Sedangkan ketika seseorang masuk masjid kemudian langsung menjalakan shalat apakah itu shalat fardlu atau rawatib, maka hal itu telah tercapai. Begitu juga ketika seseorang niat shalat fardlu dan niat tahiyyatul masjid misalnya, keduanya dapat diperoleh. Dengan kata lain mendapatkan pahala keduanya.

)وَتَحْصُلُ بِفَرْضٍ أَوْ نَفْلٍ آخَرَ ) سَوَاءٌ نُوِيَتْ مَعَهُ أَمْ لَا لِأَنَّ الْمَقْصُودَ وُجُودُ صَلَاةٍ قَبْلَ الْجُلُوسِ ، وَقَدْ وُجِدَتْ بِمَا ذُكِرَ ، وَلَا يَضُرُّهُ نِيَّةُ التَّحِيَّةِ لِأَنَّهَا سُنَّةٌ غَيْرُ مَقْصُودَةٍ خِلَافَ نِيَّةِ فَرْضٍ وَسُنَّةٍ مَقْصُودَةٍ فَلَا تَصِحُّ

Artinya, “Shalat tahiyyatul masjid bisa didapatkan dengan shalat fardlu atau shalat sunah yang lain baik shalat tahiyyatul masjid diniati bersamaan shalat fardlu atau sunah maupun tidak.
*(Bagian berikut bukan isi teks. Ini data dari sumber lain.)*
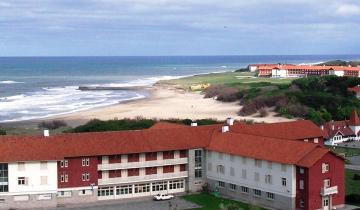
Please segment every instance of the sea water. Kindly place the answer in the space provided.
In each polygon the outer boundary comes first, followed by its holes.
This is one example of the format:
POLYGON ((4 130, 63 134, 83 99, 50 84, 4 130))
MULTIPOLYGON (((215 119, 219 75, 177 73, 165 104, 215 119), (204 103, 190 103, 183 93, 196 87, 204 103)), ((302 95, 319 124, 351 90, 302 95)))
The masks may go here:
POLYGON ((79 86, 150 86, 250 63, 318 63, 360 55, 0 57, 0 122, 55 116, 148 96, 146 91, 81 91, 79 86))

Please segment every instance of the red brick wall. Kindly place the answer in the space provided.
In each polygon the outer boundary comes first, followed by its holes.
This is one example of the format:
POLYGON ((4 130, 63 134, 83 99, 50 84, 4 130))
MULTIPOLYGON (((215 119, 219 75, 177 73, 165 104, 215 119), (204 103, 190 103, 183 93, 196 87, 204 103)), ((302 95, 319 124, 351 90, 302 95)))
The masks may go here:
POLYGON ((163 159, 174 159, 174 151, 163 152, 163 159))
POLYGON ((331 187, 338 186, 338 194, 332 195, 332 205, 345 203, 345 169, 344 160, 336 157, 332 153, 327 153, 315 165, 309 168, 308 173, 308 205, 306 209, 319 209, 322 207, 321 188, 324 180, 330 179, 331 187), (322 173, 322 163, 329 164, 329 172, 322 173))
POLYGON ((180 150, 180 158, 187 157, 187 151, 186 150, 180 150))
POLYGON ((110 155, 109 163, 121 163, 121 155, 110 155))
POLYGON ((163 167, 163 173, 173 173, 174 172, 174 166, 164 166, 163 167))
POLYGON ((128 154, 128 162, 139 162, 139 154, 128 154))
POLYGON ((145 160, 151 161, 151 160, 157 160, 157 152, 148 152, 145 154, 145 160))
POLYGON ((109 178, 121 177, 121 170, 109 171, 109 178))
POLYGON ((145 174, 146 175, 150 175, 150 174, 157 174, 157 167, 148 167, 145 169, 145 174))
POLYGON ((98 180, 98 159, 97 157, 89 157, 89 166, 82 166, 82 157, 66 158, 68 160, 68 167, 61 168, 60 161, 58 162, 58 187, 85 187, 90 184, 97 185, 98 180), (82 174, 89 173, 90 180, 82 181, 82 174), (61 182, 61 175, 68 175, 68 182, 61 182))
POLYGON ((139 171, 138 168, 128 169, 128 176, 139 176, 139 171))

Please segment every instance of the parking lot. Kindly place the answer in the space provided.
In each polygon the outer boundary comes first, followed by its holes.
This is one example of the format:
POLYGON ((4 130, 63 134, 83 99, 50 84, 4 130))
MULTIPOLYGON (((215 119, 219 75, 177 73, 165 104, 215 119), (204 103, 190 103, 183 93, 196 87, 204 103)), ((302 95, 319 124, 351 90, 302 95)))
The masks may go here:
POLYGON ((86 206, 85 204, 83 206, 69 205, 46 210, 185 210, 199 207, 194 203, 177 197, 169 201, 153 201, 151 198, 99 201, 93 204, 86 204, 86 206))

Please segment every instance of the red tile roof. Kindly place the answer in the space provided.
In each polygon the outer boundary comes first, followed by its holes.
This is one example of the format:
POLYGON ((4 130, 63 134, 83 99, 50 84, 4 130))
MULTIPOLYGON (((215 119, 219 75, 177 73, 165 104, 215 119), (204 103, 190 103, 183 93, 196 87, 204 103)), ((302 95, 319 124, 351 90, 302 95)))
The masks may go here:
POLYGON ((297 164, 315 148, 314 143, 281 140, 254 135, 225 133, 214 134, 208 150, 240 155, 284 164, 297 164))
MULTIPOLYGON (((189 127, 162 123, 156 126, 158 128, 139 131, 71 133, 50 137, 3 136, 0 137, 0 162, 207 148, 297 164, 312 150, 320 147, 313 143, 294 141, 319 136, 320 129, 315 130, 315 125, 309 121, 255 125, 236 123, 226 133, 221 133, 221 126, 189 127)), ((308 162, 311 161, 307 160, 306 164, 308 162)))
POLYGON ((357 114, 356 109, 354 109, 351 112, 349 125, 358 125, 358 126, 360 126, 360 119, 359 119, 359 115, 357 114))
POLYGON ((321 129, 310 120, 253 125, 236 123, 230 127, 230 132, 294 140, 323 137, 321 129))

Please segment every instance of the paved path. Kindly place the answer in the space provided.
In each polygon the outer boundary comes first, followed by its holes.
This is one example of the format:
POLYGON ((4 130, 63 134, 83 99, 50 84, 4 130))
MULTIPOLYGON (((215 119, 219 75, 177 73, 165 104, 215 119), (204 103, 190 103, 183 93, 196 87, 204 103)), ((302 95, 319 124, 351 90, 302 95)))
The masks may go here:
POLYGON ((153 201, 151 198, 99 201, 92 204, 68 205, 65 207, 43 210, 185 210, 199 208, 200 206, 181 198, 170 201, 153 201), (171 204, 171 206, 170 206, 171 204))

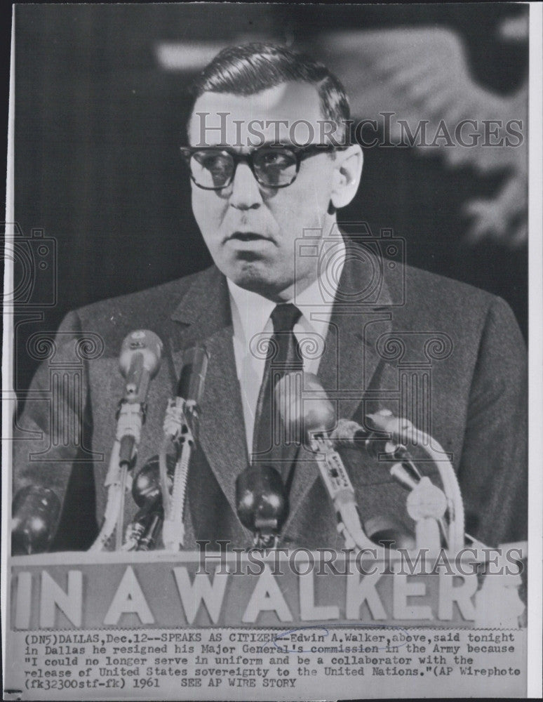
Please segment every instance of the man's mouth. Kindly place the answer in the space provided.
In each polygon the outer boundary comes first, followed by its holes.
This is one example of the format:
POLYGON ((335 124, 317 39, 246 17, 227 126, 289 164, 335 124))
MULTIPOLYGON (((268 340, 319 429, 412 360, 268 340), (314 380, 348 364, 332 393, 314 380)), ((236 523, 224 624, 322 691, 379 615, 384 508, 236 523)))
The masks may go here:
POLYGON ((229 239, 234 239, 236 241, 269 241, 269 237, 264 237, 257 232, 234 232, 228 237, 229 239))

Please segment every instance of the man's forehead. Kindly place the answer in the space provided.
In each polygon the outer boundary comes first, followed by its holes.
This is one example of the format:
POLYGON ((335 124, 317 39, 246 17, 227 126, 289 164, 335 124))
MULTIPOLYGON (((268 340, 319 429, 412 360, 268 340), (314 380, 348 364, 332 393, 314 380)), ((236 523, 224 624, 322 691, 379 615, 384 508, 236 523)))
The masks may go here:
POLYGON ((223 143, 226 136, 226 143, 233 146, 240 145, 241 137, 245 145, 248 139, 254 142, 255 128, 258 133, 269 133, 269 140, 273 141, 278 130, 286 135, 291 126, 300 120, 312 124, 318 133, 322 119, 319 92, 310 83, 282 83, 248 95, 208 92, 196 101, 189 137, 192 145, 214 145, 223 143), (270 123, 267 127, 267 122, 270 123))

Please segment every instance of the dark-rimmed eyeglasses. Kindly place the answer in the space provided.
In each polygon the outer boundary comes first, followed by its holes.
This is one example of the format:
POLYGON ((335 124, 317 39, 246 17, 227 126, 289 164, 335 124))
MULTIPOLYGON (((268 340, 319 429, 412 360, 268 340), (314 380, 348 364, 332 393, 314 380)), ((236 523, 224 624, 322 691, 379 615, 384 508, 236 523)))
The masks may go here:
POLYGON ((189 165, 194 183, 204 190, 221 190, 234 180, 238 164, 242 161, 248 164, 260 185, 286 187, 296 180, 304 159, 345 148, 334 144, 273 145, 240 154, 222 147, 182 146, 180 151, 189 165))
Sebab, intinya adalah adanya shalat sebelum duduk di masjid dan hal itu sudah terwujud sebagaimana disebutkan. Dan niat shalat tahiyyatul masjid tidak merusak shalat tersebut karena shalat tahiyyatul masjid adalah termasuk sunah yang tidak ditentukan (sunah gharu maqshudah). Berbeda dengan niat shalat fardlu bersamaan dengan shalat sunnah yang sudah ditentukan. Dalam kasus ini shalatnya tidak sah,” (Lihat Jalaluddin Al-Mahali, Syarhu Minhajit Thalibin, dalam Hamisy Hasyiyah Qalyubi wa Umairah, Syarikatu Maktabah wa Mathba’ah Ahmad Said bin Nabhan, juz I, halaman 215).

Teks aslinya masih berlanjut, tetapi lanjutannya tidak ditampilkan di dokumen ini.